We were all shocked when the startlingly dysfunctional Veterans Affairs Department awarded $142 million in bonuses last year. How can an agency that has done such a terrible job do that?

An excellent oped in today's Wall Street Journal observes:

Taxpayers stumbling across this news might have been surprised by these rewards for bureaucratic incompetence, and perhaps they also got the sense that working for the federal government is a sweet gig. They’re right.

The article quotes a Cato Institute report on federal worker pay and benefits that found that in 2014 the average federal worker earned $84,153 (about fifty percent more than the average private sector employee) but that with benefits this came to $119,934 a year, which is almost eighty percent above the average in the private sector. And, as the VA story shows, competence isn't a must.

Cato's Chris Edwards, who did the Cato report, is quoted saying, “The federal government has become an elite island of secure and high-paid employment, separated from the ocean of average Americans competing in the economy.”

In the private sector, raises are generally determined by the performance of the employee and the financial health of the company. But in the federal sector, raises can simply be decreed, and it looks like there has been a lot of this decreeing:

Pay for federal employees has grown significantly faster than for private employees. The percentage difference between the two has doubled in the past 25 years. Federal work is more lucrative than the average jobs in finance, information and professional fields.

Moreover, the number of federal employees salaried at more than $100,000 has grown by nearly 10% in the past five years, to more than 300,000. The 1,000 best-paid federal workers make a minimum of $216,000, with most of the highest echelon working at Veterans Affairs. Employees of little-known agencies such as the National Credit Union Administration and the Farm Credit Administration also top the list.

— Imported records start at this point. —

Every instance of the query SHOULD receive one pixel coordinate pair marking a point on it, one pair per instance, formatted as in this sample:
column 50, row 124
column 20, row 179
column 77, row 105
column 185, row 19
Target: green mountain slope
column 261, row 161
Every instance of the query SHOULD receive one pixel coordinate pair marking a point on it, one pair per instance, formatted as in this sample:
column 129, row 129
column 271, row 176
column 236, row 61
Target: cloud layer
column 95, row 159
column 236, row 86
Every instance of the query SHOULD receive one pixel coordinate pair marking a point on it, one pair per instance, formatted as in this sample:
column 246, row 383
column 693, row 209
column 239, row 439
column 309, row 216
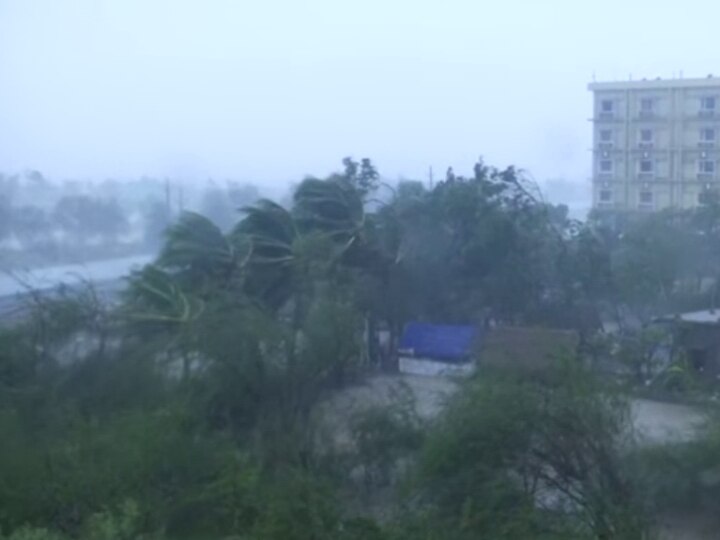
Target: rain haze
column 281, row 270
column 271, row 91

The total cost to taxpayers of federal wages and benefits clocks in at $260 billion.

The taxpayers who foot the bill for these federal salaries and benefits are themselves not doing quite as well:

Now compare the plush life of the bureaucrat with that of the average American. The median household income in September hovered a little above $56,000. That is only 1% higher than in 2009 when the recession officially ended, and 0.5% lower than before the recession began. Meanwhile, consumer prices increased 10.6% over the past six years. Small wonder that 62% of Americans are living paycheck to paycheck, according to a January analysis by Bankrate.com.

 It should come as no surprise that, because of the federal bureaucracy, six of the nation's ten richest counties are near Washington, D.C. It is ironic that these bureaucrats, able to live the sweet life in Washington or its suburbs, toil to make life harder for their employers (us!) through regulatory burdens and rules that make it harder for the private sector to thrive.

This must-read Wall Street Journal article reminds me of two things: We are paying most of these bureaucrats more than they could earn in the private sector, and we could do with a lot fewer of them.